NORWICH, CT (WFSB) -
Five months after being shot four times by a despondent man with a gun, a veteran Norwich police officer is anxious to get back to work.
"It feels nice to be back to some normal behavior, normal workouts, some normal activities," said Officer Jonathan Ley.
Ley told Eyewitness News the one thing that kept him alive, kept him going that night in January, was his training. Even while wounded, he says he stayed focused on the shooter and prayed his team members would get him to safety.
On Jan. 8, 30-year-old Jason Razzino with a gun shot him four times while holding police at bay from his apartment at Cedar Glen.
"I knew there was a good possibility that I was going to get shot," Ley said.
The 14-year veteran was shot first in his left hand, the neck, his left shoulder and his right leg before other officers could grab him and get him to a safe area.
"It was my ability to remain a certain level of calm," Ley said. "That helped them and they did their job they got me out of a bad situation got me to medical help."
The officer first went to Backus Hospital and then moved to Yale-New Haven Hospital where he had surgery. He spent several days recovering before coming home under a huge police escort.
"This has been the biggest challenge I've had, so that's what I look at it as," Ley said. "Sure, at times I was down in the dumps and there are the normal psychological issues that go along with an incident like this.

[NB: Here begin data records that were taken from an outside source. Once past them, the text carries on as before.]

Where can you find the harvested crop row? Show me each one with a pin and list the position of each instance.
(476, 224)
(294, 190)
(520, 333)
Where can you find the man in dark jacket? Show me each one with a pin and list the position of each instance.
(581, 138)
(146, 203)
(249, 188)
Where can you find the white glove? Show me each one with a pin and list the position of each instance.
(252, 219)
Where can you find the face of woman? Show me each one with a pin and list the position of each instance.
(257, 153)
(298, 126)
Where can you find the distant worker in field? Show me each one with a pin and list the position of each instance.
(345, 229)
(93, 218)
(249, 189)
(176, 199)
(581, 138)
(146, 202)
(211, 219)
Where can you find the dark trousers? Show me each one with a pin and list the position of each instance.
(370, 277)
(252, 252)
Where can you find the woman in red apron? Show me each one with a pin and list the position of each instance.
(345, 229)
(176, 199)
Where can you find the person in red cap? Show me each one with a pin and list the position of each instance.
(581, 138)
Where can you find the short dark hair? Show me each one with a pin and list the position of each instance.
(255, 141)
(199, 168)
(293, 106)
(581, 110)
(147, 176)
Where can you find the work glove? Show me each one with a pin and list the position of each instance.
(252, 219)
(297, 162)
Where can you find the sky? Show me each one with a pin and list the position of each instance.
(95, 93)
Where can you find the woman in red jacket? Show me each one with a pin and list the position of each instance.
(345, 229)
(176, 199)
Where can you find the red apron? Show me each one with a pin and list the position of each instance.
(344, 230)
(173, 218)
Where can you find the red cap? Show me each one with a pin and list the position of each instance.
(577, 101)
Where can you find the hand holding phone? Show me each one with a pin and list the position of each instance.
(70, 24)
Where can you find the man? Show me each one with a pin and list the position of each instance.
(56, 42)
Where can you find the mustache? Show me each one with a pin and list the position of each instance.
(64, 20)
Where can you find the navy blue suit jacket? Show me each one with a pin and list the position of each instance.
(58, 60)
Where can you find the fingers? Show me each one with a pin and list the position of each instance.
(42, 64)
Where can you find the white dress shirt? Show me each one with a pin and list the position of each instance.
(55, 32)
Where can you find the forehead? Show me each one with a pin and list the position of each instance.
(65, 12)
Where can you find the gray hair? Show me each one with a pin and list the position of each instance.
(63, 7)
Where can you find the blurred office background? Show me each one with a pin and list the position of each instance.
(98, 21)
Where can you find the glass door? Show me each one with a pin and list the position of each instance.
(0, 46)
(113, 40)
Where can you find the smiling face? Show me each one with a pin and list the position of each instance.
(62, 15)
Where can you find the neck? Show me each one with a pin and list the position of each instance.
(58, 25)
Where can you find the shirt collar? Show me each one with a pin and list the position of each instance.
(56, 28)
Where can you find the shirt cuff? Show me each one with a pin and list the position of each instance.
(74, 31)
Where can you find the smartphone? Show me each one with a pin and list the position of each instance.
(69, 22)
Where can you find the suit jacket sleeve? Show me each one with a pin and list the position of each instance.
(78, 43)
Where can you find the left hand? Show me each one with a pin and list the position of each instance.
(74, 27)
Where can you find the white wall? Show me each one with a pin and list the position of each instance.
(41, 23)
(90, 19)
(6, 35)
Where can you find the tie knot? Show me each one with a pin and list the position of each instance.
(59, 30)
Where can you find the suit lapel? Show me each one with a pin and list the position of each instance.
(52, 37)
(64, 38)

I'm working through those."
The community support like the ball game fundraiser at Dodd Stadium between the police and fire departments helped him to move forward with his recovery and goal to get back in uniform.

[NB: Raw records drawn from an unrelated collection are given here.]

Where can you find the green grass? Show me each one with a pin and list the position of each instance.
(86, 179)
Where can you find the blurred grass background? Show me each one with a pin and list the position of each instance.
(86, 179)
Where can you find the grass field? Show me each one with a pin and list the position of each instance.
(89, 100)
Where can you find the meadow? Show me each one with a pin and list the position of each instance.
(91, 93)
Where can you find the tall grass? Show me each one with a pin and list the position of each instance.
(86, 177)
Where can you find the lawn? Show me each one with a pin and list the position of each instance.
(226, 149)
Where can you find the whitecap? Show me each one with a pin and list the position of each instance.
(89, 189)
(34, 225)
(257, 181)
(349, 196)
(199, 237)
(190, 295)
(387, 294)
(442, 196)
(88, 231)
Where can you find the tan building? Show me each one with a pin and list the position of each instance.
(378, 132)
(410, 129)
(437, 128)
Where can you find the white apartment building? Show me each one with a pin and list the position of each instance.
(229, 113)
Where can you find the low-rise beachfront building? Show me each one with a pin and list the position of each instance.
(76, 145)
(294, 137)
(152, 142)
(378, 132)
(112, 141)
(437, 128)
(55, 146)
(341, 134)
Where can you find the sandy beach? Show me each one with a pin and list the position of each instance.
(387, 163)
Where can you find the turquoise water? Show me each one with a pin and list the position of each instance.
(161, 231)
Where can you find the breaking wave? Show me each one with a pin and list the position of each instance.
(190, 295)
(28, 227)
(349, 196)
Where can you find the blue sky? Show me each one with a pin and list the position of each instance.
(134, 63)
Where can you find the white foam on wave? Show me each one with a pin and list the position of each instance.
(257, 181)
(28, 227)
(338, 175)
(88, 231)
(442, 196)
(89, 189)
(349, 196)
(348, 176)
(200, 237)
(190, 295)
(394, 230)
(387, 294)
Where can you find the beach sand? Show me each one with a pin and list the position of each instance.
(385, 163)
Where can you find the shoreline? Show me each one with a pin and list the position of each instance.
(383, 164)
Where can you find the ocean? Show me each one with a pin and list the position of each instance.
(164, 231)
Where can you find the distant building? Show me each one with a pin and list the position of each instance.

Ley said his recovery has been helped by teaching children karate at Uncas School.
"Its good to get out and teach some kids and really watch them at their age and do something new," he said. "Probably some of the better days I've had."
While Ley still faces hand surgery, he said he's training hard and getting stronger by the day, so one day soon he'll be at roll call.
"My goal, (laugh) realistic or not, is hopefully August or September or the latest," he said. "All depends how fast the therapy kicks in."
Some of the equipment Ley had on that day to protect him, he bought himself. He said if anyone would like to help other officers obtain equipment such as vests and helmets, they could send a check to the Norwich police benevolent association.